BMJ 2012; 344 doi: https://doi.org/10.1136/bmj.e603 (Published 25 January 2012) Cite this as: BMJ 2012;344:e603
  1. Nigel Hawkes
  1. 1London

Giving hospital consultants responsibility for managing their own services can improve quality and efficiency and can also identify how well the services perform and what they cost, the healthcare think tank the King’s Fund concludes in a new report.

But to make it possible, boards and senior executives have to cede control and power to clinical teams.

Service line management, a concept first introduced into healthcare in the United States and championed by Monitor, England’s regulator of foundation trusts, devolves decision making in hospitals to distinct operational units centred on a particular service. The system aims to make better use of information and increase clinicians’ engagement in managing services. The King’s Fund report includes interviews with staff at seven NHS trusts that have used service line management to a greater or lesser degree.

The report finds that the effect overall has been limited, with most of the benefits being found in trusts that had used the concept longest. Benefits included the identification of outliers (consultants whose practice imposed undue costs or who treated patients differently without corresponding benefit) and of variation in length of stay between different groups of patients. Elimination of such outliers saved 10% of costs in the trust involved.

But some clinical staff feared that service line management was simply another way to drive down costs. Consultants were suspicious of the data generated and resented being held to account without a corresponding increase in autonomy; and turning clinicians into managers may reduce their clinical output. Issues such as these emphasise the need to get implementation of service line management right, the report says.

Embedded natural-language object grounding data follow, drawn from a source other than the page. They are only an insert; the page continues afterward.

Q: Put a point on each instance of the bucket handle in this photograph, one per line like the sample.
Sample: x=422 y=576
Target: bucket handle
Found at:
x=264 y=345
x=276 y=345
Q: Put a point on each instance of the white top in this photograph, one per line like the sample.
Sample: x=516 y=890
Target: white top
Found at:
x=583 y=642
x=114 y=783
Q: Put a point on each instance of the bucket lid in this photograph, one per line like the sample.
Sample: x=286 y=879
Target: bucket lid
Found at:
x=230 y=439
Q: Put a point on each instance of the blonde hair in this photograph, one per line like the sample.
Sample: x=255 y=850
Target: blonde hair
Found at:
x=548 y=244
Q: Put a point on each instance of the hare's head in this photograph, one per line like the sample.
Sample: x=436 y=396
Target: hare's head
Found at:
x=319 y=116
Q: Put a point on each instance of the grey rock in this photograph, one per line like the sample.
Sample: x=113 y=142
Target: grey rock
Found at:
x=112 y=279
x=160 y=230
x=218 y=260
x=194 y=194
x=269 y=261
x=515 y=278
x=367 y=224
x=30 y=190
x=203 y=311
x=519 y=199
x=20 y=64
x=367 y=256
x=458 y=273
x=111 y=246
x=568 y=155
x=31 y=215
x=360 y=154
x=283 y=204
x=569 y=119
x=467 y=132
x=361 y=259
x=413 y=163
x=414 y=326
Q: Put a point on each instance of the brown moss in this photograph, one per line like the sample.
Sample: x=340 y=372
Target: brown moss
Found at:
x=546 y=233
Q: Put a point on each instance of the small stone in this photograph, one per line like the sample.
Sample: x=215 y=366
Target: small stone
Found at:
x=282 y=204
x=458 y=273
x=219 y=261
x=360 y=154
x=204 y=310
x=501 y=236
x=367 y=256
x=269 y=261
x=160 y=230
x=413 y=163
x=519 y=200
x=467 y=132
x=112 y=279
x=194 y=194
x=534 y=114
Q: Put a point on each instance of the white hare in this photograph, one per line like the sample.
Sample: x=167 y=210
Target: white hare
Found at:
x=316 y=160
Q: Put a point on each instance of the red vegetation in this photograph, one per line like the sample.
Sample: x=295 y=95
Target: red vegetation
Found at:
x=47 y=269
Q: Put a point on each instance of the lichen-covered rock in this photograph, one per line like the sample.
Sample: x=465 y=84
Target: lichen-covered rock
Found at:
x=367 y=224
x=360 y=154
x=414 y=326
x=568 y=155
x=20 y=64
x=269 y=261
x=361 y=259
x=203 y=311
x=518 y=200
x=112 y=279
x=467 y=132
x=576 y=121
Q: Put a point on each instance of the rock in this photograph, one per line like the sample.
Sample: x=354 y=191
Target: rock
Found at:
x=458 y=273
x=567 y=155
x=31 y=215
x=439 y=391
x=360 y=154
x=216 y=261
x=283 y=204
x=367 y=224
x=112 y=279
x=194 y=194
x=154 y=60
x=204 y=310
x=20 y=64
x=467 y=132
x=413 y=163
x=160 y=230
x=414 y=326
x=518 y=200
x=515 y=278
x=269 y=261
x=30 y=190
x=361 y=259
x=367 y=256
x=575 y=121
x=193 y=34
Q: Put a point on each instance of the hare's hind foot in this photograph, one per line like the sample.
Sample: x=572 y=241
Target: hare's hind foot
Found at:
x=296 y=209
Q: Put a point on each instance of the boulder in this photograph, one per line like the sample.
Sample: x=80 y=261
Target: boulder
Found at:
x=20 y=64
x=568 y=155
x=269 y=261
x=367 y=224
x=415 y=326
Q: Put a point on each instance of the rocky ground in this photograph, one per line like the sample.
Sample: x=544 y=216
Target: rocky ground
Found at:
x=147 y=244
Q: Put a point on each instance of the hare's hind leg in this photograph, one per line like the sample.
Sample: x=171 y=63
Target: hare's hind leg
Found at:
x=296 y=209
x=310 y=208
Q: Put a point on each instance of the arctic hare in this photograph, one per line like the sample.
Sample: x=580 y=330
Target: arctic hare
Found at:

The hospital board and senior managers need to be behind the change, the report concludes, which includes ceding power for some decisions and budgets. “Control freak” managers who cannot resist jumping in to sort out service problems are the enemy of service line management. Providing information that clinicians trust is also important, and training clinicians to manage without losing influence and credibility among colleagues is a tricky balance to strike. Expectations must be realistic.

Even a better understanding of what each service is costing can raise conflicts, as some services are always cross subsidised by others, the interviewers found. This means that services that cannot generate surplus income feel threatened by the greater transparency of service line management. The fact that some services can generate surpluses but cannot then reinvest the surpluses because they are needed to subsidise other unprofitable services “doesn’t make sense to clinicians at all,” one service director said.

The financial pressures that the NHS is under had led in some cases to central control being reimposed, reversing the service line management process.

As one medical director put it: “SLM [service line management] has worked beautifully in a growing health economy, but it’s a bit different under pressure . . . I’m fighting tooth and nail to keep the delegated authority . . . and not to lose all clinical buy in. There’s a real tendency under crisis in the NHS to go back to command and control.”

Catherine Foot, a senior fellow at the King’s Fund and the report’s lead author, said, “The majority of those interviewed for the research recognise the value of SLM to the management of the trust. However, a balance needs to be struck between realising the benefits from implementing these approaches and understanding they are only part of a wider solution to improve quality and efficiency. Trusts must be careful not to oversimplify or oversell these approaches and must continue to look beyond their walls towards whole system efficiency.

“It is clear that hospitals need to resist any temptation to row back from progress made in service line management. Quite the contrary, increasing pressure for efficiency savings should drive hospital boards forward, as SLM offers a means by which to gain a clear picture of a hospital’s activity and performance. This in turn allows informed and effective choices and decisions to be made.”